Friends discovered Probert's body in her home the following day, after they were unable to make contact with her. On Friday, troopers reported the cause of Probert's death was alcohol poisoning.
"I think the rape pushed her over the edge," said Donaven.
Toms agreed. So did Probert's sister, Shirley Snyder, of Anchor Point.
"I think she was mainly trying to deal with the pain," Snyder said.
"She had had a lot of trouble in her life. This was just simply the final thing," said Probert's ex-husband, Mark, of Lakewood, Wash. He was in Seward to bring closure to the life of the woman he'd known for eight years. After Saturday's memorial service, he planned to take Probert's ashes back to Washington.
"There were other traumas in her life," he said. "She suffered the abuse of men more times in her life than anyone should. She never found a way to let go of the hurt."

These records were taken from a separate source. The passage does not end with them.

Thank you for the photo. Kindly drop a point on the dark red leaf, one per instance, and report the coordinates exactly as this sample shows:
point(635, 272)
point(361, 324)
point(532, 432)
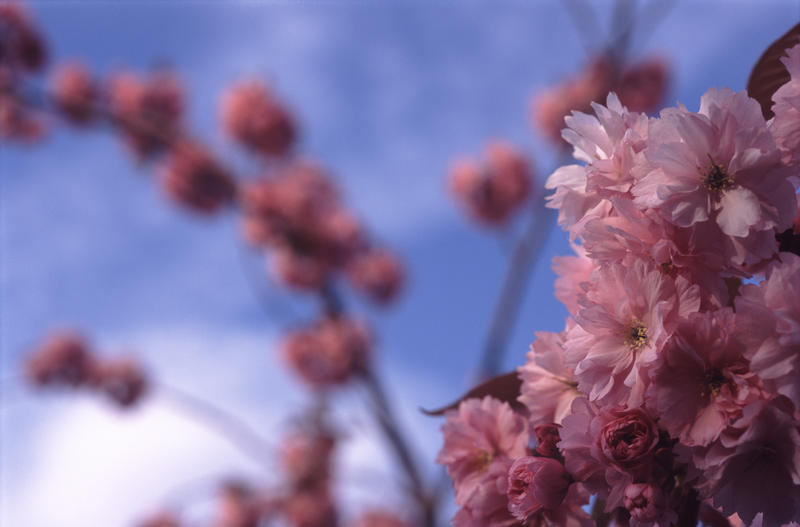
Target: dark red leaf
point(769, 73)
point(504, 387)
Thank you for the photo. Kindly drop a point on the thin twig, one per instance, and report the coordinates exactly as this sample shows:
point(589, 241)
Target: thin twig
point(232, 428)
point(384, 414)
point(584, 18)
point(512, 292)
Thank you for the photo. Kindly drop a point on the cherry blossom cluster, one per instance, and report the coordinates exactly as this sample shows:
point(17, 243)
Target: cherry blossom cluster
point(303, 496)
point(492, 191)
point(675, 386)
point(22, 54)
point(66, 360)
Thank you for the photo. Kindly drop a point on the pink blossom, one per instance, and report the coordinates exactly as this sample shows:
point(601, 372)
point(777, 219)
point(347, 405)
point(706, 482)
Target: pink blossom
point(768, 319)
point(720, 165)
point(252, 115)
point(623, 323)
point(642, 87)
point(754, 466)
point(377, 273)
point(548, 385)
point(328, 353)
point(611, 142)
point(535, 483)
point(17, 121)
point(122, 380)
point(702, 380)
point(63, 359)
point(608, 449)
point(194, 179)
point(239, 506)
point(487, 505)
point(147, 110)
point(22, 45)
point(698, 253)
point(314, 508)
point(647, 504)
point(305, 457)
point(75, 93)
point(477, 436)
point(785, 127)
point(491, 192)
point(547, 439)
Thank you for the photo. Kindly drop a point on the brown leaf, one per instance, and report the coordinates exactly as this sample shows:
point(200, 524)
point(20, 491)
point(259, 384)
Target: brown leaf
point(505, 387)
point(769, 73)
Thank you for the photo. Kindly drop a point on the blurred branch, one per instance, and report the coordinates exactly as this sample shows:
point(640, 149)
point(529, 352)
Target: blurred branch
point(585, 20)
point(235, 430)
point(520, 267)
point(384, 414)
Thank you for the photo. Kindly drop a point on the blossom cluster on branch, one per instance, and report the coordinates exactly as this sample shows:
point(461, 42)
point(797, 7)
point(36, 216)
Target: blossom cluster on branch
point(673, 391)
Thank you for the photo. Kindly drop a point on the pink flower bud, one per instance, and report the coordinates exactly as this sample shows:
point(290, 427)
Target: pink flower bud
point(645, 502)
point(377, 273)
point(310, 509)
point(122, 380)
point(629, 439)
point(536, 483)
point(330, 352)
point(493, 191)
point(63, 359)
point(194, 179)
point(547, 438)
point(148, 111)
point(75, 93)
point(21, 46)
point(253, 117)
point(238, 506)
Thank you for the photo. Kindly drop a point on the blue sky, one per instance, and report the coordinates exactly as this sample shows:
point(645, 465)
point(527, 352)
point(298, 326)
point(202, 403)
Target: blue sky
point(387, 94)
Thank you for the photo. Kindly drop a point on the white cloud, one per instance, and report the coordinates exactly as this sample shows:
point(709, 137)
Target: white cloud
point(83, 463)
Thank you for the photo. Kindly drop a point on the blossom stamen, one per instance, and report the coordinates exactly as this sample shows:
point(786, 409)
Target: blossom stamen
point(636, 336)
point(716, 179)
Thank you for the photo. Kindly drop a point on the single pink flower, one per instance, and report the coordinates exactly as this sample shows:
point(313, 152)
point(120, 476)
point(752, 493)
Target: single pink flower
point(622, 325)
point(768, 321)
point(478, 435)
point(492, 191)
point(785, 127)
point(75, 93)
point(328, 353)
point(23, 47)
point(378, 274)
point(548, 385)
point(535, 483)
point(719, 164)
point(574, 277)
point(647, 504)
point(702, 380)
point(252, 115)
point(63, 359)
point(547, 439)
point(148, 111)
point(194, 179)
point(755, 465)
point(122, 380)
point(606, 450)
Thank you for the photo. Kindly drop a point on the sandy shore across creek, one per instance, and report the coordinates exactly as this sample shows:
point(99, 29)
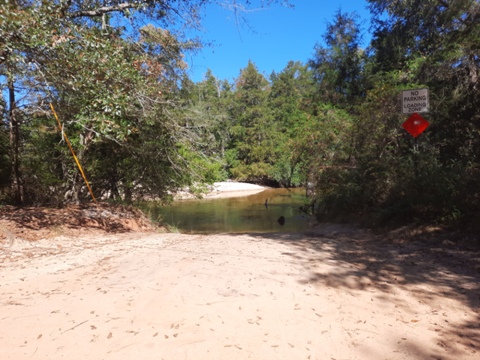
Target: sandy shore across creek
point(332, 293)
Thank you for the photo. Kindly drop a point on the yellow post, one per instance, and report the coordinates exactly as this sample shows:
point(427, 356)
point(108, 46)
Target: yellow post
point(73, 153)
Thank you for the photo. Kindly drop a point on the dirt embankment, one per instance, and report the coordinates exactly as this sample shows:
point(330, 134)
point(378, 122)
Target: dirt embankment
point(34, 223)
point(81, 281)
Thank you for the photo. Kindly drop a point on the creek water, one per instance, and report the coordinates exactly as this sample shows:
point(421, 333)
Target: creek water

Mark Probert said the way his ex-wife often chose to deal with problems was through alcohol. According to him, she had suffered from alcoholism for the past 20 years.
"She didn't feel worthy after all that had happened to her," he said. "It was hard for her to except that she was loved."
Trefena Probert leaves behind a daughter and son-in-law, Elizabeth and Bill Martin, and a son and daughter-in-law, Christopher and Penny Johnson, who live out of state. She also had four grandchildren, the youngest of whom she never had the opportunity to meet.
Among Probert's things, her ex-husband found a poem with the line, "If by chance you choose to remember me, do it with a kind deed."
"I guess it's time for us to dedicate ourselves to more acts of random kindness," he said. "It's my way of helping someone feel their best."
Shirley Snyder said one thing people can do is help find the suspects.
"I want people to keep a lookout for them," Snyder said. "Help (find them) so they don't do this to somebody else.
"She was so tiny. Why do people do things like this?"